Tensor network implementation of bulk entanglement spectrum

Many topologically nontrivial states of matter possess gapless degrees of freedom on the boundary, and when these boundary states delocalize into the bulk, a phase transition occurs, and the system becomes topologically trivial. We show that tensor networks provide a natural framework for analyzing such topological phase transitions in terms of the boundary degrees of freedom which mediate it. To do so, we make use of a correspondence between a topologically nontrivial ground state and its phase transition to a trivial phase established in T. Hsieh and L. Fu (arXiv:1305.1949).

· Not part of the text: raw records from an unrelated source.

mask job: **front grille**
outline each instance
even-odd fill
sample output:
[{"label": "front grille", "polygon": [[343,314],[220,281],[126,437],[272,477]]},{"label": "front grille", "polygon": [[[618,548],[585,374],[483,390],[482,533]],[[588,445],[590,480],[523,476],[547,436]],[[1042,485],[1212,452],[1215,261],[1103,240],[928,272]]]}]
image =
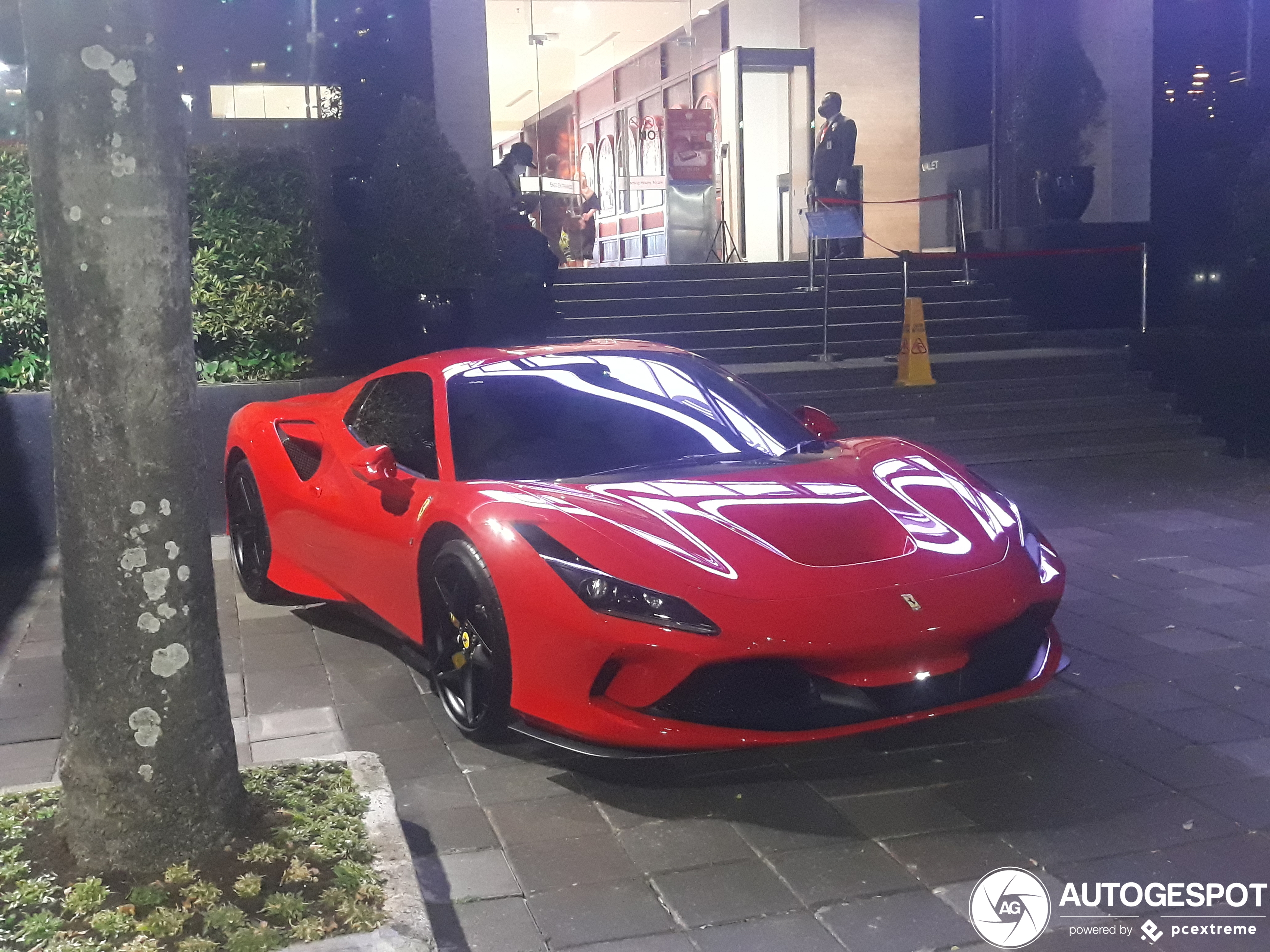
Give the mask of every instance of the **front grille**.
[{"label": "front grille", "polygon": [[728,661],[698,668],[645,713],[715,727],[805,731],[973,701],[1027,678],[1057,608],[1033,605],[978,638],[963,668],[925,680],[856,688],[809,674],[795,661]]}]

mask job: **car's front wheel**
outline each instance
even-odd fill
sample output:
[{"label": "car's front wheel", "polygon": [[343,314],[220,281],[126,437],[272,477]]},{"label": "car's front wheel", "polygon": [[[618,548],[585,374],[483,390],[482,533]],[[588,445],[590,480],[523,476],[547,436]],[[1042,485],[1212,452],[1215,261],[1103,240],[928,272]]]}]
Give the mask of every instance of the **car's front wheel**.
[{"label": "car's front wheel", "polygon": [[497,740],[512,713],[512,650],[485,560],[471,542],[451,539],[424,585],[432,675],[446,713],[465,736]]},{"label": "car's front wheel", "polygon": [[225,481],[225,503],[230,515],[230,552],[243,592],[253,602],[296,604],[302,600],[269,581],[269,523],[264,518],[260,487],[246,459],[239,459]]}]

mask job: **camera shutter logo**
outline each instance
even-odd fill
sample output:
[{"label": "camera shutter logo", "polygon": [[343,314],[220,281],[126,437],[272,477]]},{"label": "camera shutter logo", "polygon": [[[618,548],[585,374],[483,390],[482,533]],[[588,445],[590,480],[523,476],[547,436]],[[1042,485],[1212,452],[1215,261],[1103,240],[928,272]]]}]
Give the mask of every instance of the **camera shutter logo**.
[{"label": "camera shutter logo", "polygon": [[970,892],[970,924],[991,946],[1022,948],[1049,925],[1049,890],[1027,869],[1003,866]]}]

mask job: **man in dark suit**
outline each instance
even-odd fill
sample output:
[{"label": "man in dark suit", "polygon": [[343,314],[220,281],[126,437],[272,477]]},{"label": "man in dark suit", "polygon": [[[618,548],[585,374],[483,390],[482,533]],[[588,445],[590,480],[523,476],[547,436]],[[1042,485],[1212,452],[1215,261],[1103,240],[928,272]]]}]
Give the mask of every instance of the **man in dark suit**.
[{"label": "man in dark suit", "polygon": [[[842,95],[826,93],[817,112],[824,118],[820,135],[815,140],[812,160],[814,198],[851,198],[860,201],[860,180],[856,164],[856,123],[842,114]],[[862,258],[864,239],[829,241],[829,254],[834,258]]]}]

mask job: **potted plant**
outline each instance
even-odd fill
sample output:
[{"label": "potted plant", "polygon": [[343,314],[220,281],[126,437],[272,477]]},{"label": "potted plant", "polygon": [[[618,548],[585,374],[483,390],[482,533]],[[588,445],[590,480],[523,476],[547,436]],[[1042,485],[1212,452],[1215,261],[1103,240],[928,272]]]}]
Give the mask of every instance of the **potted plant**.
[{"label": "potted plant", "polygon": [[1050,37],[1024,71],[1010,117],[1010,138],[1021,171],[1034,173],[1036,201],[1049,221],[1076,221],[1093,198],[1093,166],[1086,165],[1106,90],[1071,32]]},{"label": "potted plant", "polygon": [[489,226],[429,105],[403,100],[367,190],[371,267],[394,300],[398,359],[456,345],[489,260]]}]

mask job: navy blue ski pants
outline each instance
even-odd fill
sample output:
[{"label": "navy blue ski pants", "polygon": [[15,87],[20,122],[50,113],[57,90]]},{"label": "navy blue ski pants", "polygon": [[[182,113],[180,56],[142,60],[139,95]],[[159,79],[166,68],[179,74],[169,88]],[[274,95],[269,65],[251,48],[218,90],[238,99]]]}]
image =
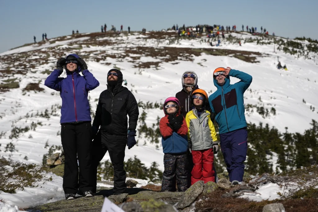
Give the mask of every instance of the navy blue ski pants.
[{"label": "navy blue ski pants", "polygon": [[242,182],[247,151],[247,131],[243,128],[222,133],[220,139],[230,181]]}]

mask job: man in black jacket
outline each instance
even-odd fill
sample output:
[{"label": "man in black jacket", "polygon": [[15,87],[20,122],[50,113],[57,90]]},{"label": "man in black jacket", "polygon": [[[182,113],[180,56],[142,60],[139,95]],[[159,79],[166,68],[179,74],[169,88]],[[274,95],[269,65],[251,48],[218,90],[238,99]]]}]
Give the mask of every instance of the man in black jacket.
[{"label": "man in black jacket", "polygon": [[129,149],[136,143],[135,137],[139,111],[134,95],[122,86],[122,79],[120,71],[110,70],[107,74],[107,89],[101,92],[98,100],[92,127],[93,135],[96,135],[92,153],[93,193],[96,192],[97,167],[107,151],[114,168],[114,194],[120,195],[126,190],[125,150],[126,145]]}]

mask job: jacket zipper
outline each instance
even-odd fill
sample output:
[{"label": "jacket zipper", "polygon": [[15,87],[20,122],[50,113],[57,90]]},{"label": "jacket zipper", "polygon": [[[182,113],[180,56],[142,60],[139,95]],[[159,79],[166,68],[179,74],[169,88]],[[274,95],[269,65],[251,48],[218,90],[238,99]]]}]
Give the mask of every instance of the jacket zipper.
[{"label": "jacket zipper", "polygon": [[225,113],[225,119],[226,120],[226,126],[227,126],[227,130],[230,132],[230,129],[229,129],[229,124],[227,123],[227,117],[226,117],[226,110],[225,109],[226,106],[225,105],[225,101],[224,100],[224,96],[223,94],[223,86],[222,86],[222,97],[223,98],[223,104],[224,107],[224,113]]},{"label": "jacket zipper", "polygon": [[173,144],[173,133],[172,133],[172,152],[175,152],[175,146]]},{"label": "jacket zipper", "polygon": [[77,121],[77,113],[76,113],[76,101],[75,100],[75,86],[74,86],[74,77],[72,74],[72,82],[73,82],[73,93],[74,94],[74,108],[75,109],[75,120]]},{"label": "jacket zipper", "polygon": [[241,121],[241,116],[239,115],[239,112],[238,111],[238,105],[237,103],[236,103],[236,109],[238,109],[238,118],[239,118],[239,120]]},{"label": "jacket zipper", "polygon": [[113,98],[112,98],[112,109],[110,110],[110,114],[111,115],[113,114],[113,104],[114,103],[114,94],[113,94],[112,92],[111,91],[110,92],[112,94],[112,96],[113,96]]}]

This involved computing the bulk entanglement spectrum (BES) of the ground state upon tracing out an extensive subsystem. This work implements BES via tensor network representations of ground states. In this framework, the universality class of the quantum critical entanglement Hamiltonian in d spatial dimensions is either derived analytically or mapped to a classical statistical model in d + 1 dimensions, which can be studied using Monte Carlo or tensor renormalization-group methods. As an example, we analytically derive the universality classes of topological phase transitions from the spin-1 chain Haldane phase and demonstrate that the Affleck-Kennedy-Lieb-Tasaki (AKLT) wave function (and its generalizations) remarkably contains critical six-vertex (and, in general, eight-vertex) models within it.